JUDGMENT
P.K. Bahri, J.
(1) Har Narain has filed this writ petition for quashing and setting aside the order dated April 14, 1975, passed by the Consolidation Officer-Respondent No. 4, appellant order dated August .18, 1975, made by the Settlement Officer- Respondent No. 3, order dated December 6, 1975, passed by the Additional Collector-Respondent No. 2 and the order dated September 3, 1976, made in revision by the Financial Commissioner- Respondent No. 1.
(2) Facts, in brief, are that the consolidation of land holdings was carried out at village Kangan Heri in accordance with the East Punjab Holdings (Consolidation and Prevention of Fragmentation) Act, 1948. According to the petitioner, the consolidation proceedings were completed and the petitioner was allotted Kila Nos. 23 & 24 of Rectangle No. 30 in repartition proceedings and he was given possession of the same in the year 1971 itself. He has further alleged that he has installed a tubewell in Kila No. 24. It was averred that the consolidation proceedings were to end after the possessions had been delivered and no objections were filed by anyone including respondent No. 5-Gaon Sabha, Village Kangan Heri, with regard to the allotment of aforesaid land to the petitioner. It is alleged that somewhere In the first week of May 1975, the petitioner came to know that the Consolidation Officer-Respondent No. 4 had made an order on April 14, 1975, without giving any notice to the petitioner by which he cancelled the allotment of Kila Nos. 23 & 24 in favor of the petitioner and in lieu of the same he allotted land comprises in Kila Nos. 62/12/2/1, 18/2 and 19. He has pleaded that in view of this order the holdings of the petitioner have been fragmented and scattered and he had been deprived the facility of the tubewell installed by him in Kila No. 24. He has alleged that there is no provision under the aforesaid Act which empowered the Consolidation Officer to make the impugned order after the scheme of the consolidation has been completed and’ proceedings have been closed.

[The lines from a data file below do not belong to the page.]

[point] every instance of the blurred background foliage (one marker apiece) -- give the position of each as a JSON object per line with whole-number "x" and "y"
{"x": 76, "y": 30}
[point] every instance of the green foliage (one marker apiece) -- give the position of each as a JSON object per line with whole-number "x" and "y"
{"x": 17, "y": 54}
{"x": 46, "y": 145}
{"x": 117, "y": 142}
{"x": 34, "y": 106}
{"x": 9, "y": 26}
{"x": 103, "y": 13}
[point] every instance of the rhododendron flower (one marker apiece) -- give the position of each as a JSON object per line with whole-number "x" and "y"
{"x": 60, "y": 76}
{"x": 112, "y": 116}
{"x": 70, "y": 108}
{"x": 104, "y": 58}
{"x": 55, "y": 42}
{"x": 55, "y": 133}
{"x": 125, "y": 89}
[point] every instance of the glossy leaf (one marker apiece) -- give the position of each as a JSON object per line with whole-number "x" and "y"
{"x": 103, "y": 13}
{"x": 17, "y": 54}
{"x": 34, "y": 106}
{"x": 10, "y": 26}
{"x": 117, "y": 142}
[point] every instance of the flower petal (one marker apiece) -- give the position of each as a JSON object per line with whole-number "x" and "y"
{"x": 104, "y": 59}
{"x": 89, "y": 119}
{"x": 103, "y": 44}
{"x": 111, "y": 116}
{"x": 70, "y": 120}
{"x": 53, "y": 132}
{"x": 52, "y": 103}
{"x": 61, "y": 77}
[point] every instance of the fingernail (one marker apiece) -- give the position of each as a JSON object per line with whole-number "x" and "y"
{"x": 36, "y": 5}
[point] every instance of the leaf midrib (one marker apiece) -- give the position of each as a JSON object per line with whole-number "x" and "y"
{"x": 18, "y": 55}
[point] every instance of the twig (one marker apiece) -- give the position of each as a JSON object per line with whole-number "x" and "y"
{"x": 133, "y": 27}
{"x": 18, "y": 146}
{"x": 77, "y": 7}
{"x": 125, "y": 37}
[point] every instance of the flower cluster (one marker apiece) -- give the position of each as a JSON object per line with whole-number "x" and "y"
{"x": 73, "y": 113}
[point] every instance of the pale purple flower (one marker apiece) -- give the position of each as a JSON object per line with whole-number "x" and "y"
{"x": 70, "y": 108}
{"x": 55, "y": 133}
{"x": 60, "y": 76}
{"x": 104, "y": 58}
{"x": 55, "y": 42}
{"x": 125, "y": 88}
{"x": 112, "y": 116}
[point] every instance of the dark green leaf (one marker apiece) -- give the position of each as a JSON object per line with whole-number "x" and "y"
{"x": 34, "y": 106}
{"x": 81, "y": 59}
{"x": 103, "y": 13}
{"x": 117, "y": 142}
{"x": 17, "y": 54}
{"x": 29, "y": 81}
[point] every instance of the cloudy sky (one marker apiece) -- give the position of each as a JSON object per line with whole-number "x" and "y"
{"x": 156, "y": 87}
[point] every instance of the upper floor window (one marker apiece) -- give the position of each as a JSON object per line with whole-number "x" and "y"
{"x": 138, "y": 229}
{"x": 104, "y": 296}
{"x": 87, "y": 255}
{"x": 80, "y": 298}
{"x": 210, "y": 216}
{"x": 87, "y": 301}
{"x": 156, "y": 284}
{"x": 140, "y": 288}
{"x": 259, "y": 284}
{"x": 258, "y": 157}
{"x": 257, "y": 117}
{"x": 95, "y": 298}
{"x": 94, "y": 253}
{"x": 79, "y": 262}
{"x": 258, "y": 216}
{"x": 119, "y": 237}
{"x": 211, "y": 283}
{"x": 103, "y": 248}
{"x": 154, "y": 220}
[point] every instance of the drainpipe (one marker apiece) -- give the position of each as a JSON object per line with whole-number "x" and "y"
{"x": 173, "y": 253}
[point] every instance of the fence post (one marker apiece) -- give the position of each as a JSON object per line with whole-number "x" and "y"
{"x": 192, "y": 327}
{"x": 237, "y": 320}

The petitioner, being aggrieved of the aforesaid impugned order of the Consolidation Officer, had preferred an appeal which was dismissed by the Settlement Officer-Respondent No. 3 on August 18, 1975, and he preferred the second appeal which was dismissed by the Additional Collector-Respondent No. 2 vida order dated December 6, 1975 and he filed a revision to Respondent No. 1-Financial Commissioner, who dismissed the same vide order dated September 3, 1976. The petitioner has referred to the provisions of Section 21 of the aforesaid Act in order to support his case that there was no jurisdiction or power in the Consolidation Officer to re-open the issue after allotments in repartition proceedings have been made and possessions have been delivered.

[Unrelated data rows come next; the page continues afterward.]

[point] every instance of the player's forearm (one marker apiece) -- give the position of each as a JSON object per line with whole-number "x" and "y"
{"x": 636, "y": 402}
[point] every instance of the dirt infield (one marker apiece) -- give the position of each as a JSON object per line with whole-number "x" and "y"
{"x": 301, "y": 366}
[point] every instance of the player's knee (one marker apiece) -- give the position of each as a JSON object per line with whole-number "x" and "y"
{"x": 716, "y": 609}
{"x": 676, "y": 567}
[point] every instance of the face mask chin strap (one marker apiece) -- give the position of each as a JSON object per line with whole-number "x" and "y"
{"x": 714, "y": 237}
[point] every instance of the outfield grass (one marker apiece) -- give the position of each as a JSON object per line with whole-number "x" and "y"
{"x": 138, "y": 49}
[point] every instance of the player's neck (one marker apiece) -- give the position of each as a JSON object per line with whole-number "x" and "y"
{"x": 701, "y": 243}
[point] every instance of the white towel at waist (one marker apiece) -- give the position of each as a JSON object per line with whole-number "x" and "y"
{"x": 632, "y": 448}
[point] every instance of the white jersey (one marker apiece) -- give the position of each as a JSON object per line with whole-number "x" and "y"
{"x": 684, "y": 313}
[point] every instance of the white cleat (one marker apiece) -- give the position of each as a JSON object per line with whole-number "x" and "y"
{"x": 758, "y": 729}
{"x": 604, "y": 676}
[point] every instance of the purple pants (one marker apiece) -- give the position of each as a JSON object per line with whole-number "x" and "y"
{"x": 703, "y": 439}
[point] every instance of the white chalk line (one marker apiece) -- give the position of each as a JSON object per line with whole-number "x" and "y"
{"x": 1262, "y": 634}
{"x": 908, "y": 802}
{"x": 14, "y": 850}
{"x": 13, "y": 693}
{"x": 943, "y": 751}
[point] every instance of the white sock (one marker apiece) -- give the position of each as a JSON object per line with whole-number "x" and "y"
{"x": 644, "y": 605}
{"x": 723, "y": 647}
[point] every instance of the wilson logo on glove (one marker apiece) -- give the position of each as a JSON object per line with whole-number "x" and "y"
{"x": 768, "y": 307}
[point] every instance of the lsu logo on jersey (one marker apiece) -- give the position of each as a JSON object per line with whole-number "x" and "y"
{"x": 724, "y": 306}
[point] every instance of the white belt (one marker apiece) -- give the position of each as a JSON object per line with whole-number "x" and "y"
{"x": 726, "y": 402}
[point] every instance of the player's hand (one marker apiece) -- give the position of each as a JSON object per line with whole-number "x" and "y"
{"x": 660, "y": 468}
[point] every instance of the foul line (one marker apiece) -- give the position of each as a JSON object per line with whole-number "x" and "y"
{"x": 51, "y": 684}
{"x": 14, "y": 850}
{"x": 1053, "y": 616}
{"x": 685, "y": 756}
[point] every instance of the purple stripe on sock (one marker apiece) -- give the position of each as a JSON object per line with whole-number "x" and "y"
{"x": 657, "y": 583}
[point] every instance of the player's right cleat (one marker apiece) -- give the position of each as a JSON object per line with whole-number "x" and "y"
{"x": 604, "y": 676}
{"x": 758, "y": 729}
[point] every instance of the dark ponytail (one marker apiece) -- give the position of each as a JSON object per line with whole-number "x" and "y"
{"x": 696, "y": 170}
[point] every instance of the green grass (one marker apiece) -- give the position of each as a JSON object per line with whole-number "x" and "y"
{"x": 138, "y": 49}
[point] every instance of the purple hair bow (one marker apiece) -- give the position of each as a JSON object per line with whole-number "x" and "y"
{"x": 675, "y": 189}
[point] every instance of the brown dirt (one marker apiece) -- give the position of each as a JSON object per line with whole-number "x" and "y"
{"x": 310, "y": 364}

(3) On behalf of respondents I to 4, the Consolidation Officer-Respondent No. 4 has filed the affidavit. He has mentioned that Kila Nos. 23 & 24 of Rectangle No. 30 were reserved for common purposes like tethering of the cattle in the consolidation scheme and the Consolidation Officer has no jurisdiction or power to allot the said land to anyone. It is averred that the allotment made by the Consolidation Officer of the aforesaid unallotable land meant for common purposes of the villagers was without jurisdiction and hence a nullity in law and the said allotment did not confer any rights on the petitioner and the Consolidation Officer was entitled to correct his wrong order in that respect. It was admitted in this affidavit by the Consolidation Officer that the aforesaid land was, of course, allotted to the petitioner by mistake and no objections had been filed at any time by anyone and this mistake came to be noticed only when the records were being scrutinised for consignment to the record room and the Consolidation Officer was duty bound to correct the mistake suo motu. Gaon Sabha through its Pradhan-Rati Ram has filed the counter taking almost similar pleas.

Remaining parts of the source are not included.